However, the timer uses SYS_TMR_CallbackPeriodic() which is based on a pure millisecond timer, and is not derived from the SYS_TMR_TickCounterFrequency.

I am using the following configuration:

Instead of getting a call to TCPIP_TCP_Task() every 10ms, I get a call every 7ms (on average). This is because stackTaskRate has been set to 7 instead of 5, which means that _TCPIPStackSignalTmo() is eating away at pSigEntry->currTmo in larger chunks than it should.

Solution

I think the code that sets stackTaskRate just needs to be simplified like this:

        stackTaskRate = TCPIP_STACK_TICK_RATE;

Second (related) Issue

Originally I had a slightly different configuration:

This caused very weird errors because TCPIP_TCP_TASK_TICK_RATE is smaller than stackTaskRate, which caused periodic overflows in _TCPIPStackSignalTmo() as pSigEntry->currTmo got increasingly negative, and eventually wrapped around to be positive. The end result was that the periodic TCP processsing (e.g. the Nagle algorithm using TCPIP_TCP_AUTO_TRANSMIT_TIMEOUT_VAL) went idle for about 23 seconds every 106 seconds.
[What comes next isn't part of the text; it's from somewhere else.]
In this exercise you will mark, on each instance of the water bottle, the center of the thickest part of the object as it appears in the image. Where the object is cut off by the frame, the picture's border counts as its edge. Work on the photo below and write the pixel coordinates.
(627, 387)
When the signal handler is installed by _TCPIPStackSignalHandlerRegister() there is a check to make sure the period of the signal handler asyncTmoMsis not smaller than stackTaskRate.

            if(pSignalEntry->signalHandler == 0 || pSignalEntry->signalHandler == signalHandler)
            {   // found module slot
                pSignalEntry->signalHandler = signalHandler;
                if ((asyncTmoMs != 0) && (asyncTmoMs < stackTaskRate))
                {
                    asyncTmoMs = stackTaskRate;
                }
                pSignalEntry->asyncTmo = pSignalEntry->currTmo = asyncTmoMs;
                return pSignalEntry;

The problem is that, due to the order of initialization, stackTaskRate has not been initialized yet, so this test always passes!

_TCPIPStackSignalHandlerRegister() is called during initialization of the TCPIP stack, but TCPIP_STACK_CreateTimer() is called from _TCPIPStackIsRunState() which is called from TCPIP_STACK_Task(), i.e. AFTER initialization.

Solution

One way to address this might be to separate the initialization of stackTaskRate from the actual starting of the timer. startTaskRate can be calculated early during intialization, and the timer started from TCPIP_STACK_Task() as currently.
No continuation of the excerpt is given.